La Lomita Mission
La Lomita Chapel is located near the Rio Grande and is a significant example of the vernacular architecture of the United States and Mexico border. La Lomita, or “Little Hill,” was built in 1899 and later restored in 1937 and again in 1976 as part of the community’s Bicentennial celebration. It is just 16 feet wide and 30 feet long with a tiny belfry. The City of Mission was named as a goodwill gesture of townspeople to honor the old mission chapel. It was designated a Recorded Texas Historic Landmark in 1964 and is part of the La Lomita Historic District, entered in the National Register of Historic Places in 1975. The historic marker application was sought in order to recognize its ongoing importance as “a shrine for the religious and history-minded who would honor those … who carved it literally out of the Wilderness.”
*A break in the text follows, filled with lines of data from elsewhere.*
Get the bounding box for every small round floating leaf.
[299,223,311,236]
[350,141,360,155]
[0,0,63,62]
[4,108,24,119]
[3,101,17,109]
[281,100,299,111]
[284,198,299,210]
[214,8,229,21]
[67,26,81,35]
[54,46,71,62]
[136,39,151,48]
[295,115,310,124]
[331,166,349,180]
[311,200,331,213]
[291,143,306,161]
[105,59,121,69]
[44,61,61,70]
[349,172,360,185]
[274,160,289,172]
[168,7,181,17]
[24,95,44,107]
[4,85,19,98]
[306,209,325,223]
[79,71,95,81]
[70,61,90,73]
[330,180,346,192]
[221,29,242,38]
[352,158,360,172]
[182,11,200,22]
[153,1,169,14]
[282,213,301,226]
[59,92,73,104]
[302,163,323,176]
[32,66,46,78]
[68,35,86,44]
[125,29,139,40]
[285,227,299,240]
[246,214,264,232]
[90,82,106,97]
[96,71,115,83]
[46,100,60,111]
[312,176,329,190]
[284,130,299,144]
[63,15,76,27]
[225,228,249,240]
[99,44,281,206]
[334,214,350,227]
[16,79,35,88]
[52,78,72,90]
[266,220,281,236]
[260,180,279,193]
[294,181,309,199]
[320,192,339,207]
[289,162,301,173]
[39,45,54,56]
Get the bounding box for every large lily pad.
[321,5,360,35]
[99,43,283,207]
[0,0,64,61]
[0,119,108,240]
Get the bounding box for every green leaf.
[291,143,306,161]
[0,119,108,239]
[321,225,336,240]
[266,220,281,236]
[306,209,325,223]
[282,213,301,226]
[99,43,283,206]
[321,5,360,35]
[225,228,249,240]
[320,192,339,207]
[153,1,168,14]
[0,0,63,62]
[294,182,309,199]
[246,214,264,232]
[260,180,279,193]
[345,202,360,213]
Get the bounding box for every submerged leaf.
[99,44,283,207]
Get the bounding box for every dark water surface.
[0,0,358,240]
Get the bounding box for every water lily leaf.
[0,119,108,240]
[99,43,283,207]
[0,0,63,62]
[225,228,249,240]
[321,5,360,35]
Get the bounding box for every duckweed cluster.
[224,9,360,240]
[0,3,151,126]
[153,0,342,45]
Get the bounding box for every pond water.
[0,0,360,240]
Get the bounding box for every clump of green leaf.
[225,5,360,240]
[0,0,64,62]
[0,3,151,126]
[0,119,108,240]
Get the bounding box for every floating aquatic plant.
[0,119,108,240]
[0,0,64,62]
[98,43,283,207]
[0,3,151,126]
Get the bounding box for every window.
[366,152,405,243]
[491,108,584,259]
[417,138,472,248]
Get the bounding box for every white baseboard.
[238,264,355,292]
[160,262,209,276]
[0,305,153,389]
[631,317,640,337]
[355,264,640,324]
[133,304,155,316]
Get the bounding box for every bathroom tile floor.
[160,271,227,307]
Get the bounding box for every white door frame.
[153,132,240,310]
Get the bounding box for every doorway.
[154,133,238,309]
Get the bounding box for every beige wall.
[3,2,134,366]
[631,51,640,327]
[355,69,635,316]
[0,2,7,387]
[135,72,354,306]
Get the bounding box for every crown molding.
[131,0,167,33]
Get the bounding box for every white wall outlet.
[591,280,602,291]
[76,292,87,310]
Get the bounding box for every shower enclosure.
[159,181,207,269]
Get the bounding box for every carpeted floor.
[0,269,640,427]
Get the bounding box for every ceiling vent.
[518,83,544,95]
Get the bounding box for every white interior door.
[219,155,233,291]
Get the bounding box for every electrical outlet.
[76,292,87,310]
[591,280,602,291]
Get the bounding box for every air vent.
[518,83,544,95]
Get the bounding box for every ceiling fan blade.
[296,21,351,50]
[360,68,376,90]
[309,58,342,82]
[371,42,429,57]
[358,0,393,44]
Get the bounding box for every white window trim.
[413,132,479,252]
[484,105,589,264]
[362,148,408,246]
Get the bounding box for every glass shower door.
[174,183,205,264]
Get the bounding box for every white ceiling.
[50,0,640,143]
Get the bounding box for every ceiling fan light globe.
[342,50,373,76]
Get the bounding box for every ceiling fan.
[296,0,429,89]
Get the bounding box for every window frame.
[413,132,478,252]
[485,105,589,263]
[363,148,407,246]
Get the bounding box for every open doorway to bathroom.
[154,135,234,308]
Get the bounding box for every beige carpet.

La Lomita Chapel is representative of the many historically, culturally and architecturally significant places that will be directly or indirectly impacted by the construction of a new barrier along the border. Because of the location of La Lomita on the river side of a levee, plans to construct a wall along the levee would isolate the chapel from the community it serves, its namesake town of Mission, and the many tourists who visit it regularly. All along the Rio Grande, from old Fort Brown in Brownsville to Chihuahuita in El Paso, border security barriers are radically altering the historic character of places constructed along the border that have had a strong bi-national character for over a century.
The protection of historic resources with fair, reasonable and meaningful efforts to mitigate the impact of new construction should be required. Documentation of existing resources, physical protection and archaeological investigations should be undertaken so the rich history of our border is neither erased nor shut off from those for whom these places have held and will hold such deep meaning for many generations past, present and future.